Monday, September 15, 2014

In re Rice v. Rice


Or rather -- not that spat in and around the elevator, but in re the personal affairs of those who, subsequent to those unfortunate events, became Mr. and Mrs. Rice (may Providence smile upon their union).    Far be it from me to barge into the marital matters of those who would rather be left alone;  but near is it to every other Net-head and Senator and her cousin, to sound off about it, to demand action, to propose this, to demand that.

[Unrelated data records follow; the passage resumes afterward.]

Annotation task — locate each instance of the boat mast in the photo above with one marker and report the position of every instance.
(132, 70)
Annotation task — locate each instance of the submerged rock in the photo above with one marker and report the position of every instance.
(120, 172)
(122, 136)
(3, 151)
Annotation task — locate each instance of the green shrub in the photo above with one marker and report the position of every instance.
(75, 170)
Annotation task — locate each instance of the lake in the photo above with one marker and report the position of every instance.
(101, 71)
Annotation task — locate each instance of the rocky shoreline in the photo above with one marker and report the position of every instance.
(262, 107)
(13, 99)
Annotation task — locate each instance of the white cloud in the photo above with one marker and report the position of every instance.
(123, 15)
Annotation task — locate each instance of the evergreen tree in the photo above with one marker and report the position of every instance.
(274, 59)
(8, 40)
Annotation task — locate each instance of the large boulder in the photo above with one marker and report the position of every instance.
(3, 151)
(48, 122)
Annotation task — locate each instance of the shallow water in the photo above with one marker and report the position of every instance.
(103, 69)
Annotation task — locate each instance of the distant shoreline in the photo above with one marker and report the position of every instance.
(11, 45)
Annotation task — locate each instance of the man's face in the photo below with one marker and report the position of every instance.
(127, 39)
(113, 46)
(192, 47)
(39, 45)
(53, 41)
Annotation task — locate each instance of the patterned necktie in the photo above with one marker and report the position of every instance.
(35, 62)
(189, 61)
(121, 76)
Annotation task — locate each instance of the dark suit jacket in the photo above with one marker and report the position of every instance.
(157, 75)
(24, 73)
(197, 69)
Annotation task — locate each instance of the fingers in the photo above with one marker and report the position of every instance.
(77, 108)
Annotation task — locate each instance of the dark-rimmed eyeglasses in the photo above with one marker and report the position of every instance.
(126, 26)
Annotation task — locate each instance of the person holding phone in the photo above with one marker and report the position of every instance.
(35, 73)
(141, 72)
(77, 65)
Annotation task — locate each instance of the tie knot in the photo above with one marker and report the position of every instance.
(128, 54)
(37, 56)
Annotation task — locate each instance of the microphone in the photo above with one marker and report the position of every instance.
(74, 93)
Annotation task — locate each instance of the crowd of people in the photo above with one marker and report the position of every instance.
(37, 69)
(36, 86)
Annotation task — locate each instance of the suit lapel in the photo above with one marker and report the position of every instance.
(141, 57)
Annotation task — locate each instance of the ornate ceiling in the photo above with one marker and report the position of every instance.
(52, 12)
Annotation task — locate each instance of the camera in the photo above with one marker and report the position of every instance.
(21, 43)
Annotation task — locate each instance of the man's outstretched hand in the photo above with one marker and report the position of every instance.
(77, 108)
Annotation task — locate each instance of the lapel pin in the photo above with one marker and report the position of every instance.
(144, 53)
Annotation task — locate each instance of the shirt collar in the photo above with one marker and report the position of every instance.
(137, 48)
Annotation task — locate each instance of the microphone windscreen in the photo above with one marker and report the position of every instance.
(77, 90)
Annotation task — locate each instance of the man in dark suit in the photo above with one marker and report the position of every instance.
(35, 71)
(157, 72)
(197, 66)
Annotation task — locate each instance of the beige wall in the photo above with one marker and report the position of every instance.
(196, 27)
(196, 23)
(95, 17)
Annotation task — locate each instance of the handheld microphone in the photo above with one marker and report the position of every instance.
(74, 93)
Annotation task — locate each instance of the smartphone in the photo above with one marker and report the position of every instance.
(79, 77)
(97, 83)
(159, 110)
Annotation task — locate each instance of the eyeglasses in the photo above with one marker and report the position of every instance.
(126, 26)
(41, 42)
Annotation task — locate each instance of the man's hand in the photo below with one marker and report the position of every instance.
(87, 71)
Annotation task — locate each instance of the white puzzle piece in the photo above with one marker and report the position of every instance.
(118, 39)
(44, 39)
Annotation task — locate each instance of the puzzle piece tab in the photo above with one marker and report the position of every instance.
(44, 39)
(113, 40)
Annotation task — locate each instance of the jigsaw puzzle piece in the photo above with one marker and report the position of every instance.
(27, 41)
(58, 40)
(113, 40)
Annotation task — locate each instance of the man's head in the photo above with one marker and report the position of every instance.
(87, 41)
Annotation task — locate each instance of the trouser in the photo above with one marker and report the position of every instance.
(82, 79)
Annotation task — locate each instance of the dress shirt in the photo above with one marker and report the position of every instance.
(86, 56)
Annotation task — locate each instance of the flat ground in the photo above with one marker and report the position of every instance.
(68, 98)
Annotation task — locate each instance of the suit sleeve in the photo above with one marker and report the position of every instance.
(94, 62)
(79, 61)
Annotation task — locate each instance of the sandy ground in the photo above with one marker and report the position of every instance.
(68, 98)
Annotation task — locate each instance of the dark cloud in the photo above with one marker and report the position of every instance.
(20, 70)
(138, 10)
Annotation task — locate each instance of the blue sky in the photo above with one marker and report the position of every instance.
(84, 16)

There are wheels within -- layers beneath -- spirals around,  that case.  It is -- a noumenon, unknowable -- a Ding-an-sich (as Kant put it so nicely -- really, Flaubert could not have phrased it better).  Accordingly, I would not comment -- save that, by merest chance, just a moment ago  I read a vignette by the extraordinarily deft and perceptive writer Langston Hughes, “Who’s Passing for Who?” (apparently written during the entre-deux-guerres; first collected in Laughing to Keep from Crying, 1952; reprinted in the Langston Hughes Reader), which shoots like a shaft through the case.   And enchases it in a much more curious setting than you will readily find online.  Check it out.

It's a-a-l-l-ll good ...


[For a review of the original collection, by another fine writer of the time, try this: http://www.unz.org/Pub/SaturdayRev-1952apr05-00017 ]


[Bescheidene Randbemerkung:  The proposal to fix the matter, by adding yet a third Rice to the mix, as some have proposed, would be perhaps to overseason the ragoût.]

~


[Update]  Ann Hornaday notices the underbelly of the current public obsession.

In movies, violence against women  lets filmmakers indulge toxic fantasies
“A Walk Among the Tombstones” also pivots around a plot device that has become as troublesome as it is overused in Hollywood: an inciting incident of sexualized violence against a woman so heinous that it demands nothing short of a brutalizing rampage to avenge. It’s a trope trotted out with similar making-the-doughnuts roteness in “The Equalizer,” due out next Friday, in which Denzel Washington plays a freelance crime-fighter determined to bring rough justice to a group of thugs who have nearly beaten to death a teenage prostitute he recently befriended.
http://www.washingtonpost.com/lifestyle/style/in-movies-violence-against-women-lets-filmmakers-indulge-toxic-fantasies/2014/09/19/36ea6e36-3f3d-11e4-b03f-de718edeb92f_story.html

Incidentally … It is a good rule of thumb that, if a Hollywood movie features a teenage prostitute, it is a reeking crock of mauvaise foi.